Volumetric Additive Manufacturing of Glass

Dominique Porcincula | 22-FS-028

Project Overview

Traditional glass manufacturing methods, which typically include melting, molding, and polishing glass, are time and energy intensive and are often done at production scales that do not permit flexibility in fabricating new, novel geometries, thereby limiting innovation in glass optics. Several efforts have sought to change this paradigm by employing additive manufacturing, though these layer-based techniques, including direct ink write and stereolithography, create surface roughness that still requires significant post-processing, such as grinding and polishing. Here, we use the VAM technique, which enables rapid, layerless, single-step fabrication of parts with smooth surfaces, and a UV-curable glass resin to fabricate fully dense glass parts with low surface roughness. This new method for glass manufacturing presents new opportunities for fabricating glass optics, and also opens new opportunities for fabricating optics with novel geometries. In this feasibility study, we aim to adapt a UV-curable silica-laden resin used in glass DIW efforts at LLNL for use in the VAM process. As such, this feasibility study aims to answer the following questions:

  1. Can we achieve optical quality figure and finish with VAM?
  2. What surface roughness/smoothness is afforded by printing glass via VAM?
  3. What are the geometric and dimensional limitations of producing glass via VAM?
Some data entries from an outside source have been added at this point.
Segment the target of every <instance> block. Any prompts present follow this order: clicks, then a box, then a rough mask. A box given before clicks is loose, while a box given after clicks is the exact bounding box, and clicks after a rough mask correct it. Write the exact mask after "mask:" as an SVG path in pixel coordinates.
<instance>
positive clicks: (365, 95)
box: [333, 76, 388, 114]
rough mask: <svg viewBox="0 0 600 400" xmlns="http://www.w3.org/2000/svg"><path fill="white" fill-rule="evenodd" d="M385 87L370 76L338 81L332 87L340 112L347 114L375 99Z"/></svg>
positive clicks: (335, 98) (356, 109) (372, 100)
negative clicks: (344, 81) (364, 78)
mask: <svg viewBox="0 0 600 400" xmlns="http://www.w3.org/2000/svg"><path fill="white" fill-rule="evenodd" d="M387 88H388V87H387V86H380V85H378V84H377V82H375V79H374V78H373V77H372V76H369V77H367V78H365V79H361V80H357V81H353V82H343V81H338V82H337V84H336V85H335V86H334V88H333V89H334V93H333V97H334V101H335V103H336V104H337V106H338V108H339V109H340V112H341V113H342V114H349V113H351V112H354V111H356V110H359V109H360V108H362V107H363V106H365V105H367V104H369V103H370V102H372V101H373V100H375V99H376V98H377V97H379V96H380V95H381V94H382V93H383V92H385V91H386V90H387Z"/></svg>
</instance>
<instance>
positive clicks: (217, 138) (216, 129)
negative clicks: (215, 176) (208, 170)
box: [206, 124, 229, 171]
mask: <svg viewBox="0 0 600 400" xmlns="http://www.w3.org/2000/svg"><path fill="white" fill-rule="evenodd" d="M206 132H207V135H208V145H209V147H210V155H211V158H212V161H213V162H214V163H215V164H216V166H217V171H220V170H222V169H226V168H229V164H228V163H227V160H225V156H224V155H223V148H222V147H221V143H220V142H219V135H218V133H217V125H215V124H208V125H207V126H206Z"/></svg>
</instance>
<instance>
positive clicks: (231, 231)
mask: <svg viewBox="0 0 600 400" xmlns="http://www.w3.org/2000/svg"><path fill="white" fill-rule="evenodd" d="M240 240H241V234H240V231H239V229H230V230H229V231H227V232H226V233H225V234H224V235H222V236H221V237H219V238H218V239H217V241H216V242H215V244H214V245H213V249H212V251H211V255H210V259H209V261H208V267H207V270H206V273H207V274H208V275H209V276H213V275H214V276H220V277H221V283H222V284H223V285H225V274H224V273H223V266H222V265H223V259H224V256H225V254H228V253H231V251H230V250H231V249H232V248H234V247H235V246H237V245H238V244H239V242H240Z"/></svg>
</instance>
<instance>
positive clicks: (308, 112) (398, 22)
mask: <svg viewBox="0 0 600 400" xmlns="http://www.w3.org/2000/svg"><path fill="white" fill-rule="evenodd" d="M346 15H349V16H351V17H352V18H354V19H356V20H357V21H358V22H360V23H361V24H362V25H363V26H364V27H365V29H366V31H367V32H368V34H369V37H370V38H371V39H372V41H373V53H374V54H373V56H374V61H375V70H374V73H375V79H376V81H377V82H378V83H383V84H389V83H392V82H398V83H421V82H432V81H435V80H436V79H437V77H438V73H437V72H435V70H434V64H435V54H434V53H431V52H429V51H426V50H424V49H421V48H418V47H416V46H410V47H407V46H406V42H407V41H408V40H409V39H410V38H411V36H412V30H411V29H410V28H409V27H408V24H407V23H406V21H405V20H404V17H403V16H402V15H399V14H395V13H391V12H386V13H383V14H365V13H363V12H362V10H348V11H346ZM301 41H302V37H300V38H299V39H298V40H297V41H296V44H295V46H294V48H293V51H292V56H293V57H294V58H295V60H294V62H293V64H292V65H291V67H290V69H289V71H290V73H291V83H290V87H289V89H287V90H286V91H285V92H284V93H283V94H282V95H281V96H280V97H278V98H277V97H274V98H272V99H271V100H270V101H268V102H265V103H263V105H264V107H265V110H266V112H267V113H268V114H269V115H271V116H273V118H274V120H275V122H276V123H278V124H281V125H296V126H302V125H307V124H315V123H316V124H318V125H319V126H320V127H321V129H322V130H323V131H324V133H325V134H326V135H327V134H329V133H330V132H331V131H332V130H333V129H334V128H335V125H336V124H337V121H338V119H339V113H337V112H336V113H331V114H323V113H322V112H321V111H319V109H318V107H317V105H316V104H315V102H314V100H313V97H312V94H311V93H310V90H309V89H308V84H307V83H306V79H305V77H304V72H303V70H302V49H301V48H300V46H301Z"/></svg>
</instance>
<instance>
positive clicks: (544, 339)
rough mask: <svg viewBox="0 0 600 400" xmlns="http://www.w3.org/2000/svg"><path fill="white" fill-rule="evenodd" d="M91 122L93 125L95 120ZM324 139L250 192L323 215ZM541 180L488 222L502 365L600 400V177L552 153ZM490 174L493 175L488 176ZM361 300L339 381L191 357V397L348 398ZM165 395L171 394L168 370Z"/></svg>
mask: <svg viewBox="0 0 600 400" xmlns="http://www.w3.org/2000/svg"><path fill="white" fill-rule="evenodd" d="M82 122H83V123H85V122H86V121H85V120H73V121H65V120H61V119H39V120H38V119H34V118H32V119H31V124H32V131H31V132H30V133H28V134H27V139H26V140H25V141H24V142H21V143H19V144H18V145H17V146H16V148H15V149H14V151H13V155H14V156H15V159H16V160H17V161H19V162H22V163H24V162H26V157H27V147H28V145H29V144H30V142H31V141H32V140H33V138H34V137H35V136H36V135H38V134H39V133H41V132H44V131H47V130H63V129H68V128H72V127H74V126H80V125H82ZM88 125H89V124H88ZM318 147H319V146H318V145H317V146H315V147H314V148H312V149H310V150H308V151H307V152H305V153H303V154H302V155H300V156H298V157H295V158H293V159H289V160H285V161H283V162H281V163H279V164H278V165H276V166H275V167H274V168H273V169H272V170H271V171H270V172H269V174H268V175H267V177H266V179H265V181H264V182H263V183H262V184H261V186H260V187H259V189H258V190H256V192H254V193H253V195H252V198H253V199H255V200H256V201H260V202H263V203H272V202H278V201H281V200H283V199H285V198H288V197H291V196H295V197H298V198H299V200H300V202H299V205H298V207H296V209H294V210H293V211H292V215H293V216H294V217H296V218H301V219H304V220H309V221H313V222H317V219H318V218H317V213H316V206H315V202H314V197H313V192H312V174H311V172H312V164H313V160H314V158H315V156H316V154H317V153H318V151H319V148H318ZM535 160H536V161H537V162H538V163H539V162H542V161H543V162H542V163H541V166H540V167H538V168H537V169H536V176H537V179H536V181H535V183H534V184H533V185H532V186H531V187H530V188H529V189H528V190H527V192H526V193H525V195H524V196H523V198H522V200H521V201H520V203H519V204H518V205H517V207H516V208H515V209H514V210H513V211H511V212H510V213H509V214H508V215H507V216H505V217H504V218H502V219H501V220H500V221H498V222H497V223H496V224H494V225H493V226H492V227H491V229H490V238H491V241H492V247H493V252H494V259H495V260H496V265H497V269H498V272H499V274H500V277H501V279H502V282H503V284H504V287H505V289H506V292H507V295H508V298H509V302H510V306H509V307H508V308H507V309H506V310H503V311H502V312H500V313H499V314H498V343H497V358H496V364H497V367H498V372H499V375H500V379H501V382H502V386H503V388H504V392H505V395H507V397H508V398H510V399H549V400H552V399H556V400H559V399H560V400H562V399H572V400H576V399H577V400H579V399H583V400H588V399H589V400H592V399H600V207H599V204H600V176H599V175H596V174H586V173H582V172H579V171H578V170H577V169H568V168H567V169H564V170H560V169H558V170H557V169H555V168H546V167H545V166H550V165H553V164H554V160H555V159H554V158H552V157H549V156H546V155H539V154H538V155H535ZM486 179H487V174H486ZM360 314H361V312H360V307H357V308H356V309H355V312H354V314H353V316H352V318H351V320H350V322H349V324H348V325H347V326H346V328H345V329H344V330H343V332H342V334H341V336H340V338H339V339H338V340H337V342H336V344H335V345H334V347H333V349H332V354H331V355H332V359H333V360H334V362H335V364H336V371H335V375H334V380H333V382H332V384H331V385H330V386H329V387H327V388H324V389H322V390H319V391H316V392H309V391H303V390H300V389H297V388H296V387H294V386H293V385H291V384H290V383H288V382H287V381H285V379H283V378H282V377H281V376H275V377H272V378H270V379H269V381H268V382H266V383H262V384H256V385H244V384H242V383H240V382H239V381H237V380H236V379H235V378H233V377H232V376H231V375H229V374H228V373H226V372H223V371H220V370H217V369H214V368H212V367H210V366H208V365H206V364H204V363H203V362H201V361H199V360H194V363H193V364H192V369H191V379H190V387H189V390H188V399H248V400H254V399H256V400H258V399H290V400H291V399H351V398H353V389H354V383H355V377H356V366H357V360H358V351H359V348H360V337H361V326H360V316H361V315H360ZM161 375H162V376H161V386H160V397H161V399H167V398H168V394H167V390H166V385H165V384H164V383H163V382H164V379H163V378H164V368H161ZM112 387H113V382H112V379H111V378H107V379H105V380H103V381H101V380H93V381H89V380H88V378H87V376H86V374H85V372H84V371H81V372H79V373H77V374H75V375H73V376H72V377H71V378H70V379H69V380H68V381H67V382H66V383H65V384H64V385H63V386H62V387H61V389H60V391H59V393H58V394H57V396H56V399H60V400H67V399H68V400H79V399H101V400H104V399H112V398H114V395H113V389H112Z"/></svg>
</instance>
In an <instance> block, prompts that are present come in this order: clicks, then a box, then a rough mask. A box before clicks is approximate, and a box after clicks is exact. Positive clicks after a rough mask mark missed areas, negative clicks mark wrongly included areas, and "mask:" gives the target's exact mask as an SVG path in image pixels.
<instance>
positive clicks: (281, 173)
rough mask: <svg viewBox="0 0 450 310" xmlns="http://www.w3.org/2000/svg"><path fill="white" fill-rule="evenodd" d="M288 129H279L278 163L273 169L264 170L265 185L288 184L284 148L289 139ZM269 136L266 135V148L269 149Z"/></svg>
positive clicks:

We determined that the VAM process is a viable process for producing small glass optics. After correcting for shrinkage, we can achieve surface roughness between 40–100 μm of the model geometry. We have also shown that we can produce green bodies with dimensions of aappro9ximately 1 cm2, with final glass parts experiencing ~50% shrinkage from the original printed green body. A significant effort was made to formulate the glass resin and processing the green bodies to decrease cracks, bubbles, and other defects that may arise during printing and processing.

Mission Impact

This feasibility study supports LLNL's Accelerated Materials and Manufacturing and Lasers and Optical Science and Technology core competencies. As a novel manufacturing capability, VAM enables 3D printing of many structures that are difficult or impossible to make even for other AM techniques, let alone conventional manufacturing. Fabrication of glass optics via VAM would create new avenues for optics fabrication at LLNL, including potential optics applications within the National Ignition Facility. Future work in this area also opens up the possibility to incorporate GRIN into VAM printed optics. Development of this technology adds to the portfolio of capabilities needed to meet future national security challenges and enables the NNSA to create new ways of responding to national security challenges. This technology also provides new paths to strengthening domestic optics manufacturing, much of which has moved outside the United States in past decades.